Die EU steht vor einer enormen Herausforderung: Die schweigende europafreundliche Mehrheit hat kundgetan, dass ihr wichtigstes Anliegen der Klimawandel ist, doch die Mitgliedstaaten kämpfen miteinander über den Haushalt und konzentrieren sich mehr auf ein Appeasement Xis als auf die Aufrechterhaltung der transatlantischen Beziehung.

Statt einen aussichtslosen Kampf gegen Huaweis Dominanz auf dem 5G-Markt zu führen, sollten die USA und die EU, oder die EU-Staaten allein, zusammenarbeiten, um Ericsson und Nokia zu ernsthaften Konkurrenten Huaweis aufzubauen.

Xi wird im September in Leipzig mit den Staats- und Regierungschefs der 27 EU-Mitgliedstaaten zusammentreffen. Die Europäer müssen begreifen, dass ihm dies einen dringend benötigten politischen Erfolg verschafft, sofern er nicht für sein Versäumnis, die Menschenrechte insbesondere in Tibet, Xinjiang und Hongkong zu wahren, verantwortlich gemacht und diesbezüglich befragt wird.

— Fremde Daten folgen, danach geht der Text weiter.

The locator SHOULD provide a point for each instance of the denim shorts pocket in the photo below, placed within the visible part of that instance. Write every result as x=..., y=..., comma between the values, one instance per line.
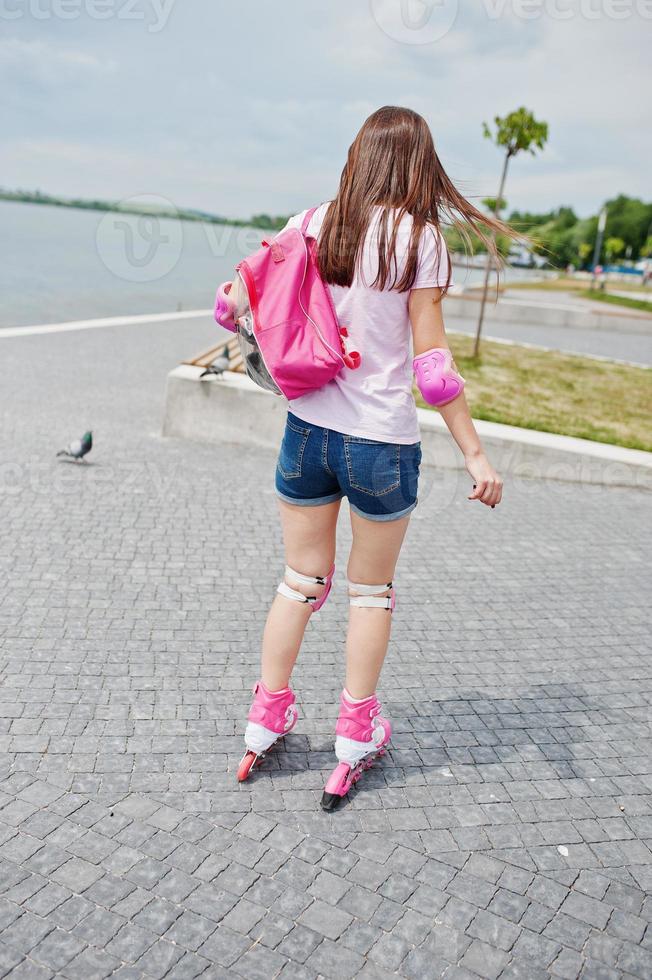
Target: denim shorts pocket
x=373, y=467
x=292, y=449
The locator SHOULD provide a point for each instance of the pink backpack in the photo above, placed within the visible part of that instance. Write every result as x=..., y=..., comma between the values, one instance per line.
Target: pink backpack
x=284, y=316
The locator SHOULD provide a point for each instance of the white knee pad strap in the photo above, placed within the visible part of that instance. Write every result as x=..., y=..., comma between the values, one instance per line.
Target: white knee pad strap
x=372, y=595
x=291, y=593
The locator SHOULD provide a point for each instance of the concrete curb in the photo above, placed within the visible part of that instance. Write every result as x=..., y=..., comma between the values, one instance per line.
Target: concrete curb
x=233, y=409
x=508, y=309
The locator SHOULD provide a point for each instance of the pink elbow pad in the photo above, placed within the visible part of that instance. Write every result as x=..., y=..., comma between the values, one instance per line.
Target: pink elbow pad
x=438, y=382
x=225, y=307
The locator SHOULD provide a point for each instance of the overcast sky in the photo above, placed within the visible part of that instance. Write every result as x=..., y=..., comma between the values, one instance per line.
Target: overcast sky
x=242, y=106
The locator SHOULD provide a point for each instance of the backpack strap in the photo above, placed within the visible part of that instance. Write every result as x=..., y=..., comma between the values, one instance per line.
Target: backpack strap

Nur die politische Führung Chinas kann über Xis Zukunft entscheiden. Der durch seine Fehler beim Ausbruch des Coronavirus entstandene Schaden ist inzwischen derart offensichtlich, dass die chinesische Bevölkerung und sogar das Politbüro ihn erkennen müssen. Die EU sollte sein politisches Überleben nicht wissentlich unterstützen.